One of the more exasperating aspects of some online responses to the January reveal event for the system was an assumption some made that Nintendo showed all of its cards. There'll clearly be more surprises on the way, including some for 2017. What'll be interesting is whether this reported boost in expectations from Nintendo is not only in relation to the system's solid sales start, but renewed focus on development of major projects for the coming financial year. That aforementioned hybrid status of the system is a huge opportunity, as games catered to home consoles and portables are feasibly both on the table. Animal Crossing is one IP that seems to suit portable gaming well, despite its home gaming heritage. A big franchise that could be huge, of course, is Pokémon.

Rumours with some solidity in the past have suggested the next 'main' game in this gen of Pokémon will arrive on Switch, the familiar 'third' entry to follow on from Pokémon Sun and Moon. If Nintendo needs something of a megaton nature for E3 or another event of its choosing, that would surely be it, a full-fat main-series Pokémon game playable on the go but also easily enjoyed in lovely HD on the TV. Spin-off Pokémon games on home consoles don't often get close to the sales success of the portable entries, so a true hybrid main release would be a game changer.
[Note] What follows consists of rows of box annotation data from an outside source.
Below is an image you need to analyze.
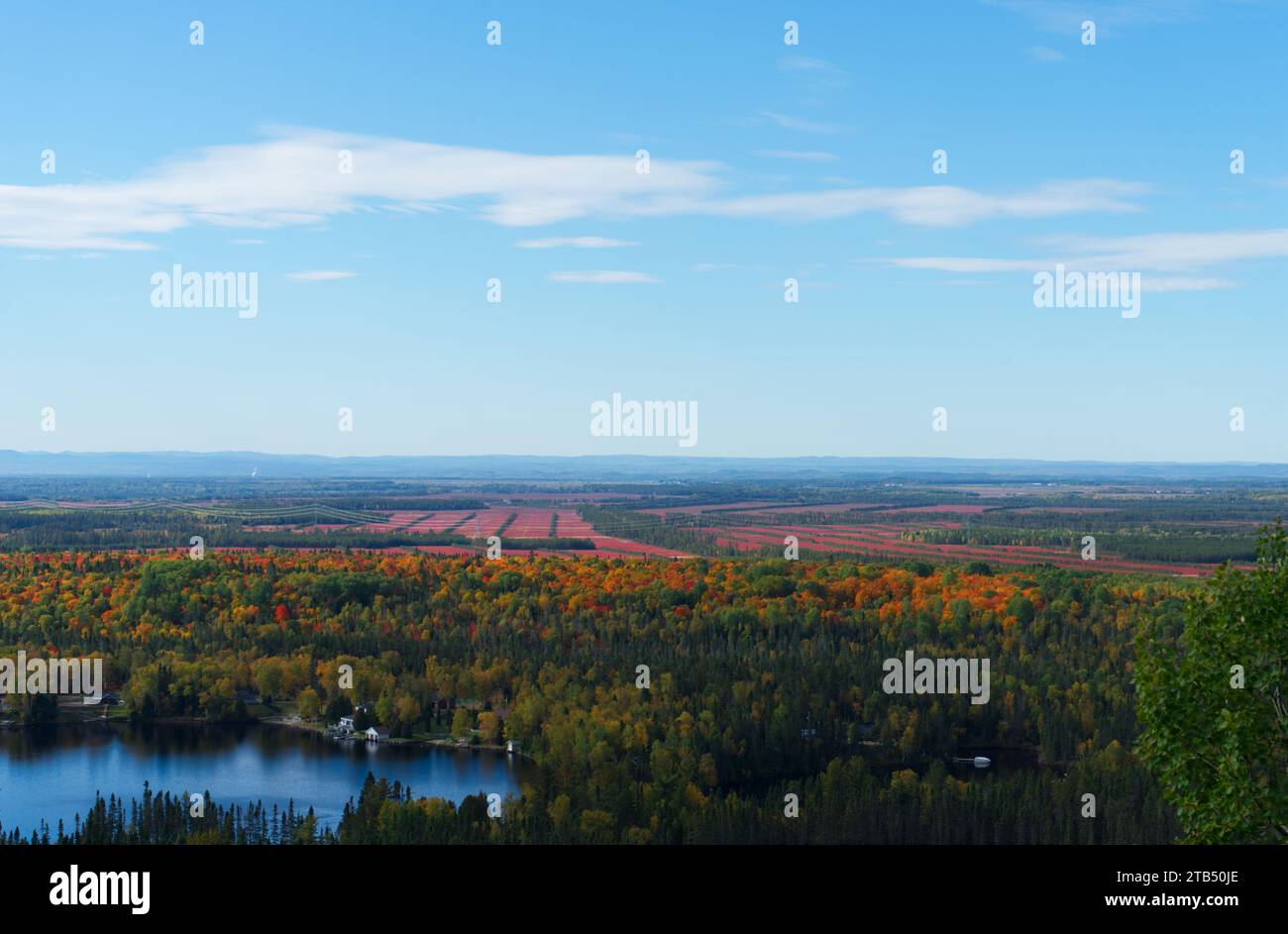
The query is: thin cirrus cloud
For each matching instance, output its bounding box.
[286,269,358,282]
[515,237,639,250]
[0,129,1146,252]
[550,269,662,284]
[870,228,1288,291]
Unless it was a dual release with 3DS - the success of the Switch version would no doubt be affected by that...

Ultimately, we'll see in late April how serious Nintendo is about giving the Switch a successful first year. Big sales would give confidence and attract more third-parties, which in turn could attract more gamers. As we've seen in the contrasting fortunes of 3DS and Wii U, multiple factors come into play, but momentum and the perception of a system being a sales success are vital.

Nintendo may as well bet big, though. It has the money and IPs to take a gamble, and the pay-off could be well worth the effort.